BCG’nin 2032’ye kadar dünya t icaret inin geleceğine dair senaryoları, Türkiye için birkaç önemli stratejik ders sunuyor. Öncelikle, Asya pazarlarının dünya ekonomisinde merkezi konuma gelmesi ve yükselişi göz önüne alındığında, Türkiye’nin Çin ve Hindistan gibi Asya ülkeleriyle ticari ilişkilerini stratejik bir bakışla güçlendirmesi ve Güneydoğu Asya ile ticaret ve yatırımlarını artırması kritik öneme sahip. Ayrıca, dış ekonomik ilişkilerde stratejik muhtariyet açısından mevcut Gümrük Birliği anlaşmasını Serbest Ticaret Anlaşması (STA) seviyesine çevrilerek girmeyeceğimiz bir Birliğe devrettiğimiz ticaret politikası egemenliği geri kazanılmalıdır.
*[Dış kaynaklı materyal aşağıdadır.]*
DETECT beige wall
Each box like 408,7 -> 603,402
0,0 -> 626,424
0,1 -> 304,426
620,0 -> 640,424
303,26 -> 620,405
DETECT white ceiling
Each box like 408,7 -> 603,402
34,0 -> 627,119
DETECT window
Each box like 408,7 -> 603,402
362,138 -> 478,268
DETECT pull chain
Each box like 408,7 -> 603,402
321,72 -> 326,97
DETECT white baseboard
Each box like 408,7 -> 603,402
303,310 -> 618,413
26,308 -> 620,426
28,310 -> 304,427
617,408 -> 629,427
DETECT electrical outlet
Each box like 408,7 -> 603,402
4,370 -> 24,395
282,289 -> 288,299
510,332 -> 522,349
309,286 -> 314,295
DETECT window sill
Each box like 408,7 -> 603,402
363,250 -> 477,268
Bu gelişme Türkiye’nin Avrupa Birliği (AB) ile ticari ilişkilerini daha da derinleştirebilir ve ekonomik entegrasyon dahil daha ciddi ve somut ilişkiler geliştirilmesine destek olabilir. Başta RCEP olmak üzere, ASEAN, AcFTA, Avrasya Ekonomik Birliği ile daha derin Bölgesel ekonomik ilişkiler geliştirilerek AB ve USMCA ile olan ilişkiler dengelenmelidir. Bu kapsamda özellikle yatırım ve finansman alanında BRICS ülkeleriyle işbirliklerini güçlendirmek ve bölgesel tedarik zincirlerini desteklemek, Batı İttifakına aşırı bağımlılığı dengelemek önem arz ediyor. Teknoloji ve inovasyona yapılacak yatırımlar, özellikle yapay zeka, bilişim teknolojileri, çip endüstrisi ve kritik yazılım endüstrilerine yatırım yapmak, Türkiye’nin rekabet gücünü artırabilir. Son olarak, jeopolitik risklerin etkin bir şekilde yönetilmesi ve kriz yönetimi stratejilerinin bu risklere göre uyarlanması, Türkiye’nin küresel ticarette daha esnek ve dayanıklı bir konumda gelmesine yardımcı olabilir. Bu stratejiler, Türkiye’nin küresel ticaretin dinamiklerine uyum sağlamasına ve gelecekteki belirsizliklere karşı daha güçlü bir pozisyon elde etmesine yardımcı olabilir.
Tüm bunlar için Türkiye’nin çok kapsamlı ve yeni bir dış ekonomik ilişkiler stratejisine ve eylem planına ihtiyacı bulunuyor.